Brahms' Last Symphony: Stavanger Symfonieorkester
Fri, Nov 25
|Stavanger
Time & Location
Nov 25, 2022, 7:00 PM GMT+1
Stavanger, Sandvigå 1, 4007 Stavanger, Norway
About the Event
Witold Lutosławski (1913-94) visited Stavanger in his time as a composer profile during the Chamber Music Festival. His piano concertofrom 1987/88, thus belongs to his late works. In the same year that the piano concerto was created, he stated that "music belongs to the arts which do not do justice to the visible, but which should rather convey something of the invisible world, an ideal world, a world that we yearn for". The piano concerto was commissioned by the Salzburg Festival and is dedicated to the great Polish pianist Krystian Zimerman. Lutosławski does not experiment with the genre here; rather, we are reserved for the great piano concertos of Brahms, Chopin, Rachmaninov and Bartók. We are, so to speak, taken on a journey into the past, but without any nostalgia. The piano definitely plays the main role in this four-movement work. It begins with the purest tonal magic, then swings up with fierce gestures. The piano leads the way to the next movement where piano and orchestra seem to chase each other,
The Fourth Symphony by Johannes Brahms (1833-97) is often seen as a kind of summary of what he had achieved in terms of composition. His late style is characterized by the principle of continuous variation and reverts to handed down form models. It was this that prompted Arnold Schönberg to write about "Brahms the progressive". In this symphony from 1885, we can hear the Phrygian church key (from the Middle Ages), ancient turns and baroque forms. Everything is stylized into a fine-meshed weave.

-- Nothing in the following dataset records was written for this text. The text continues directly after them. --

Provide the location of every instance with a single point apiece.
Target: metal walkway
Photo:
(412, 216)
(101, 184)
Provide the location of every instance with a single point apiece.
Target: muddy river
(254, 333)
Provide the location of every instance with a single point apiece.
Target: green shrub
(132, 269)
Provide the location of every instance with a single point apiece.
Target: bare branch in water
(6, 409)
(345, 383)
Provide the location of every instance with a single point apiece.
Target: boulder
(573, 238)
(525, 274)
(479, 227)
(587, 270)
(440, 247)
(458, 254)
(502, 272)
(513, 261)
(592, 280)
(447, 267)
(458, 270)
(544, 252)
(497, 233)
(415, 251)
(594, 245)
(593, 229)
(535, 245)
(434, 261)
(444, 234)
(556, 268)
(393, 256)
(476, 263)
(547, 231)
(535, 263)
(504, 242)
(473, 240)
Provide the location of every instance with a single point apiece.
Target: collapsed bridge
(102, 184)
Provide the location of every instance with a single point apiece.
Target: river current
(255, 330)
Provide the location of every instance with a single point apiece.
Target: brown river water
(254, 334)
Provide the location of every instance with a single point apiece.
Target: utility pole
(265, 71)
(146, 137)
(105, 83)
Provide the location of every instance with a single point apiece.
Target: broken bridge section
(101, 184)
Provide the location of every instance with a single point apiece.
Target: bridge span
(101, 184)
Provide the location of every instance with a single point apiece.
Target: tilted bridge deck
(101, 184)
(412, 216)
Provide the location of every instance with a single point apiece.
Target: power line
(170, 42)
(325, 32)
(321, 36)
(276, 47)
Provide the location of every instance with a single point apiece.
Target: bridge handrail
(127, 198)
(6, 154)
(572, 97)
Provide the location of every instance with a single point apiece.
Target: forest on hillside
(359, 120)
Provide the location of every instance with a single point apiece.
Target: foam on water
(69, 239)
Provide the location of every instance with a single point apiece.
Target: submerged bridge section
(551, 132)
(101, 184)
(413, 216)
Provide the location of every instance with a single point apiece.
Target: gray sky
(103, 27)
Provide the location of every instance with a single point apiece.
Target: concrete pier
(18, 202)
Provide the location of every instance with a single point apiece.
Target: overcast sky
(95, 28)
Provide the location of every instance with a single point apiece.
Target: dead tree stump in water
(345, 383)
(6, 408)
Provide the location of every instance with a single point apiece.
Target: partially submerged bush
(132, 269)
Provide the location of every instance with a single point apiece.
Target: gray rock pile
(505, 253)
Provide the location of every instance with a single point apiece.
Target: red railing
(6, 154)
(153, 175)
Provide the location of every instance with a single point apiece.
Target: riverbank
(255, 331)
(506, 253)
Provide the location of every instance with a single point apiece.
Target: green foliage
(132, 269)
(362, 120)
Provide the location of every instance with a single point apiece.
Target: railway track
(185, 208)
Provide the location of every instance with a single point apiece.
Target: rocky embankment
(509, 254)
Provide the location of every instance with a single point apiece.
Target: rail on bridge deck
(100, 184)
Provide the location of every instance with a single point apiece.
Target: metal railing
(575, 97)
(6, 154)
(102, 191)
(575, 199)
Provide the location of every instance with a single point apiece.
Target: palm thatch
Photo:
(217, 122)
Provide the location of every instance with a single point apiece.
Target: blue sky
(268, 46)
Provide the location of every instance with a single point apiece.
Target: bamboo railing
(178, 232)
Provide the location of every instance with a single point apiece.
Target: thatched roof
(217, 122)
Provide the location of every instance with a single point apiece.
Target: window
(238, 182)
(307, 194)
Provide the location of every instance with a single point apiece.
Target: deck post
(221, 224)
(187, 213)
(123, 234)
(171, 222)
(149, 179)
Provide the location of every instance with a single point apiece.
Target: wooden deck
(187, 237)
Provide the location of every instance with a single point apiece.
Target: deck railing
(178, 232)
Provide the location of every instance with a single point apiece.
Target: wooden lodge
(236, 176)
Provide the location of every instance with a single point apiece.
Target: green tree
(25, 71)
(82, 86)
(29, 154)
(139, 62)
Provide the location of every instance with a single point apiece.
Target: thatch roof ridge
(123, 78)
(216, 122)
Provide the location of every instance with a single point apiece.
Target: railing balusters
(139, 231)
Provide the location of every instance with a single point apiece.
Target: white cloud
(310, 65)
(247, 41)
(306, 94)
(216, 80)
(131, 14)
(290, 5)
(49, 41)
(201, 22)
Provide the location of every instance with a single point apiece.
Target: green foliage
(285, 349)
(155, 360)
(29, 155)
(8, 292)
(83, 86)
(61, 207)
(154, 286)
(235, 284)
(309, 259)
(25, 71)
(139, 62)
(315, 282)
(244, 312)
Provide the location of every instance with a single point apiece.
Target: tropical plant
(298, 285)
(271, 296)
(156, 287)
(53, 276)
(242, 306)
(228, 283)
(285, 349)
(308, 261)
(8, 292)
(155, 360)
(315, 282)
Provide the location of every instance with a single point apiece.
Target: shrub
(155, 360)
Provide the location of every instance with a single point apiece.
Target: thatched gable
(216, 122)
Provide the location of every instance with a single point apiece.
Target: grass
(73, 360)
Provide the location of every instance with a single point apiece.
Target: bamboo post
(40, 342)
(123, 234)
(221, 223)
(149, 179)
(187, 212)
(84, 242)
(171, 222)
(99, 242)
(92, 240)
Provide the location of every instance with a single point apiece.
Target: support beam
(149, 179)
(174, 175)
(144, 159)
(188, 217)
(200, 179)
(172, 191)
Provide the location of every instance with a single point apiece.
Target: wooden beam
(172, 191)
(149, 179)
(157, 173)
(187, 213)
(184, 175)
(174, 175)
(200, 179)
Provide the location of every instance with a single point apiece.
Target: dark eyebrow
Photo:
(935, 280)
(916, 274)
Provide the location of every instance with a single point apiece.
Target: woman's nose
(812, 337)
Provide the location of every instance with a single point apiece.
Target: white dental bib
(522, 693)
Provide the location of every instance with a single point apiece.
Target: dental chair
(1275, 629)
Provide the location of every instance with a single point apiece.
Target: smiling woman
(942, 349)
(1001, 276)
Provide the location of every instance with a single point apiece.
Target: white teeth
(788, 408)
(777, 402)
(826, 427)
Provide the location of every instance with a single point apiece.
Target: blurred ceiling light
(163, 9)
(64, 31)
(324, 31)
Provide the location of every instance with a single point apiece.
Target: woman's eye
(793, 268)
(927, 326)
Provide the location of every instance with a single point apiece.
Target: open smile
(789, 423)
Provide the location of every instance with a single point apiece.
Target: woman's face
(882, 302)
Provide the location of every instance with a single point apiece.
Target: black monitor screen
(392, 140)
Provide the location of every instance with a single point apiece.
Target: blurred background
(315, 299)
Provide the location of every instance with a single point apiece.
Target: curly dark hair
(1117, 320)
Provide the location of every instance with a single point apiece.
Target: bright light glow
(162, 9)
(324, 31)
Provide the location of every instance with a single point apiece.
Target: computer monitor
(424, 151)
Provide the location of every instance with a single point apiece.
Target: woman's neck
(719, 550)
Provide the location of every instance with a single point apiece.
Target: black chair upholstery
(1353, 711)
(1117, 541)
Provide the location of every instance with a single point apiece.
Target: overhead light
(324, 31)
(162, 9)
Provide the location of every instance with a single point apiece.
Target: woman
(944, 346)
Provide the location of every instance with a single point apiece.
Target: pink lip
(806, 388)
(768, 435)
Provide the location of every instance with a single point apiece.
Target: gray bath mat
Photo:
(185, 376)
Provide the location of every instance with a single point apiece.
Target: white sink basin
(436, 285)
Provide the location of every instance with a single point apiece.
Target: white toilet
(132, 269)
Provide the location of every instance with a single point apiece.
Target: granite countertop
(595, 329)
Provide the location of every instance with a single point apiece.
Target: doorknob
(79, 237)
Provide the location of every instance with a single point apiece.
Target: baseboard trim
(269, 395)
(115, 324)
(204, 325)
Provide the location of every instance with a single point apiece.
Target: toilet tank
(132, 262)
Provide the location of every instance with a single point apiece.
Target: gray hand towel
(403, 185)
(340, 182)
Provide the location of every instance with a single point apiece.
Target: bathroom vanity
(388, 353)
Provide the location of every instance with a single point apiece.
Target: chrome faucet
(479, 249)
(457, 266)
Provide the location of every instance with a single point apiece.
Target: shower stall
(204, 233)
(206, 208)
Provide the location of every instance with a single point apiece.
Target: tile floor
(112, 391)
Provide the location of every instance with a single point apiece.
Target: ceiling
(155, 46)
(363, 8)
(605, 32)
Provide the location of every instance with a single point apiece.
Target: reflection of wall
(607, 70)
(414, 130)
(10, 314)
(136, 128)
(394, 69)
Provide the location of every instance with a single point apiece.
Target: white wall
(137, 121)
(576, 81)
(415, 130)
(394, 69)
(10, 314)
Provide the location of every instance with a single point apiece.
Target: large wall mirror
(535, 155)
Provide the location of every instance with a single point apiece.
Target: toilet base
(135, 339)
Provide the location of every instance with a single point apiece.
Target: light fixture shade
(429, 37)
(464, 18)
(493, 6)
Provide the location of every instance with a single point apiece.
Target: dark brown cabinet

There is something elevated and almost brooding in the tonality that resembles his Ein deutsches Requiem . The last movement is a pure variation piece; 30 variations on a theme Brahms took from Bach's cantata BWV 150, Nach dir, Herr, verlanget mich. The baroque chaconne form merges here with the classical sonata form. Tempo shifts between the variations ensure that there is movement in the dense web of voices.